And that’s just one example with one basic tool. Yes, an LLM can look like a genius—but really—it’s the fucking smart-ass genie from Aladdin 🧞‍♂️

And you NEED to learn how to control it.

Code Agents vs Tool-Calling Agents

Every tutorial/explanation about agents has an example with weather in three cities. We could too, but let’s be honest: When was the last time you needed to know the average temperature in Paris, Tokyo and New York simultaneously? Yeah, us neither.

So let’s look at a more realistic example. But first, what’s the difference?

Tool-Calling Agents (JSON-based)—generate structured JSON to call tools:

{"tool": "get_user", "args": {"email": "john@example.com"}}

They work like a TV remote—you press buttons from a list. Reliable, predictable, but inflexible. The main problem is, they can’t store intermediate results between calls. Each call is a separate round-trip to the model, and that’s bad for several reasons:

  • Latency: each model call is ~1-3 seconds. 3 calls = 3-9 seconds of waiting vs one call.

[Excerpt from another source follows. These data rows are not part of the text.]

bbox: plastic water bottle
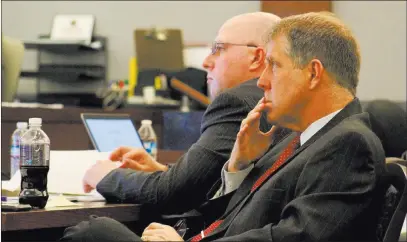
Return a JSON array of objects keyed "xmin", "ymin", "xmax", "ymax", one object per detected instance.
[
  {"xmin": 19, "ymin": 118, "xmax": 50, "ymax": 208},
  {"xmin": 10, "ymin": 122, "xmax": 28, "ymax": 177},
  {"xmin": 138, "ymin": 120, "xmax": 157, "ymax": 160}
]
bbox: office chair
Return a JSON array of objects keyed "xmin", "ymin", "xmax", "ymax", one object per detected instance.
[
  {"xmin": 364, "ymin": 100, "xmax": 407, "ymax": 157},
  {"xmin": 376, "ymin": 163, "xmax": 407, "ymax": 242},
  {"xmin": 1, "ymin": 36, "xmax": 25, "ymax": 102}
]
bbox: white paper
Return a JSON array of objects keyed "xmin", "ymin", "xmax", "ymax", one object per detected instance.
[
  {"xmin": 50, "ymin": 15, "xmax": 95, "ymax": 45},
  {"xmin": 45, "ymin": 196, "xmax": 80, "ymax": 208},
  {"xmin": 48, "ymin": 150, "xmax": 109, "ymax": 196}
]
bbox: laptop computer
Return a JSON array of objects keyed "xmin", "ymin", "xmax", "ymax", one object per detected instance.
[{"xmin": 81, "ymin": 113, "xmax": 144, "ymax": 152}]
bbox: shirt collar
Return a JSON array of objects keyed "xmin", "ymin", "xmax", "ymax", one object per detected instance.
[{"xmin": 300, "ymin": 109, "xmax": 342, "ymax": 145}]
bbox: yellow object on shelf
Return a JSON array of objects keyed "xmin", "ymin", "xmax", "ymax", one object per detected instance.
[
  {"xmin": 154, "ymin": 76, "xmax": 161, "ymax": 90},
  {"xmin": 128, "ymin": 57, "xmax": 138, "ymax": 97}
]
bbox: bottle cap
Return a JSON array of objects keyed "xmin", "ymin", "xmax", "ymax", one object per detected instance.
[
  {"xmin": 141, "ymin": 119, "xmax": 153, "ymax": 125},
  {"xmin": 28, "ymin": 118, "xmax": 42, "ymax": 125},
  {"xmin": 17, "ymin": 122, "xmax": 28, "ymax": 129}
]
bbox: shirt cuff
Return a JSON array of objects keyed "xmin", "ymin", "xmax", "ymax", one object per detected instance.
[
  {"xmin": 212, "ymin": 161, "xmax": 254, "ymax": 199},
  {"xmin": 222, "ymin": 162, "xmax": 254, "ymax": 194}
]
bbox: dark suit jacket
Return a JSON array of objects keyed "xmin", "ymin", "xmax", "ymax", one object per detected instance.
[
  {"xmin": 97, "ymin": 80, "xmax": 288, "ymax": 214},
  {"xmin": 203, "ymin": 99, "xmax": 385, "ymax": 242}
]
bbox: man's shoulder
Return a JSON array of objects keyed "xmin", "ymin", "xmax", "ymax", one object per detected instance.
[{"xmin": 326, "ymin": 112, "xmax": 384, "ymax": 156}]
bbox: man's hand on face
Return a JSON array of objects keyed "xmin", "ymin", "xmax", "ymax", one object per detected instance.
[
  {"xmin": 82, "ymin": 160, "xmax": 118, "ymax": 193},
  {"xmin": 141, "ymin": 223, "xmax": 184, "ymax": 241},
  {"xmin": 228, "ymin": 98, "xmax": 276, "ymax": 172},
  {"xmin": 109, "ymin": 147, "xmax": 168, "ymax": 172}
]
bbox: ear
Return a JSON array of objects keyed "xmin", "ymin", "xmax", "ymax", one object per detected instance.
[
  {"xmin": 249, "ymin": 48, "xmax": 266, "ymax": 71},
  {"xmin": 307, "ymin": 59, "xmax": 324, "ymax": 90}
]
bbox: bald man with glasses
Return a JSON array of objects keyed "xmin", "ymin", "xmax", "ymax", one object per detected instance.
[{"xmin": 63, "ymin": 12, "xmax": 289, "ymax": 241}]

  • Cost: with each call you pass the entire conversation history again. More tokens = more money.

  • Context bloat: the context grows with each step, model can “lose focus” on what matters

  • Hallucination risk multiplies: at each step the model can “forget” what it was doing or invent something new

Code Agents write and execute Python/JS code directly. Variables, loops, conditions—everything is available. One model call can generate an entire workflow. Plus they get immediate feedback from the environment—if something fails, the agent sees the error right away and can adapt.

Practical Example: “Give a Grant to User”

**Task: “**Give $100 grant to user with email john@example.com”. That’s it! That's the whole request. Sounds simple, but here’s the catch — typical microservices architecture with separate databases:

The agent doesn’t know this structure. It needs to figure out how to connect email → user_id → billing customer → grant.

Tool-Calling approach:

Tools themselves are hints. Agent sees available tools and their parameters. That’s the discovery mechanism.

3 round-trips. Each time the model “thinks” again. Tool names and parameters guide discovery — if you designed them that way.

Here’s the catch: you’ll need tools for every operation. Either one tool per action (find_user_by_email, get_billing_by_user_id, add_grant) or bundle multiple functions into fewer tools. Either way — you end up with lots of tools, each requiring tests, evals, good descriptions, monitoring.

And the fundamental limitation: agent can’t solve a task if you didn’t give it the right tools upfront. No find_user_by_email? Stuck. Period.

Code Agent approach:

No predefined tools—agent needs documentation or has to explore the codebase itself.

Yes, the exploration is also iterative in this case. But here’s the key:

  • Tool-calling: every step is tool call → back to model → model thinks → next tool call. 3 actions = 3 round-trips.

  • Code agent: exploration is iterative, BUT execution is one script. Auth0 lookup + DB query + API call — all in one run, no model in the loop.

Plus:

  • Tool-calling needs pre-built, tested tools. No find_user_by_email? Stuck.

  • Code agent needs only file access. Figures out the structure, writes code that fits.

Trade-off: tools are more reliable (tested, clear contracts), code is more flexible (adapts to anything, but can break in creative ways).

Bonus: code agent can save the script with docs after solving a task. Next time similar request comes—search, find, reuse. Essentially building its own tool library on the fly. And these “tools” don’t bloat the context. The agent finds them via search only when needed.

Generated code (after exploration):

import requests
from auth0.management import Auth0

# Get user from Auth0 by email
auth0 = Auth0(domain=AUTH0_DOMAIN, token=MGMT_TOKEN)
users = auth0.users.list(q=f'email:"john@example.com"')
user_id = users[0]['app_metadata']['internal_id']

# Find customer in billing DB
customer = db.execute(
    "SELECT * FROM customers WHERE user_id = :uid",
    {"uid": user_id}
).fetchone()

# Add grant via billing API
requests.post(
    f"{BILLING_API}/customers/{customer['id']}/grants",
    json={"amount": 100}
)
print(f"Grant issued, new balance: {customer['balance'] + 100}")

One execution. Not 3 round-trips. The agent figured out the structure and wrote the code that fits.

When to Use What

Tool-Calling

Code Agents

Simple single-step tasks

Action chains with dependencies

Maximum reliability needed

Flexibility and speed matter

Weaker models

Strong models

More details about code agents architecture, structured outputs and when they break will be covered in a separate article.

The Pyramid: From Simple to Complex

Now let's dive into each level of our taxonomy.

Remember: AI FunctionWorkflowAssistantAgentAgentic System.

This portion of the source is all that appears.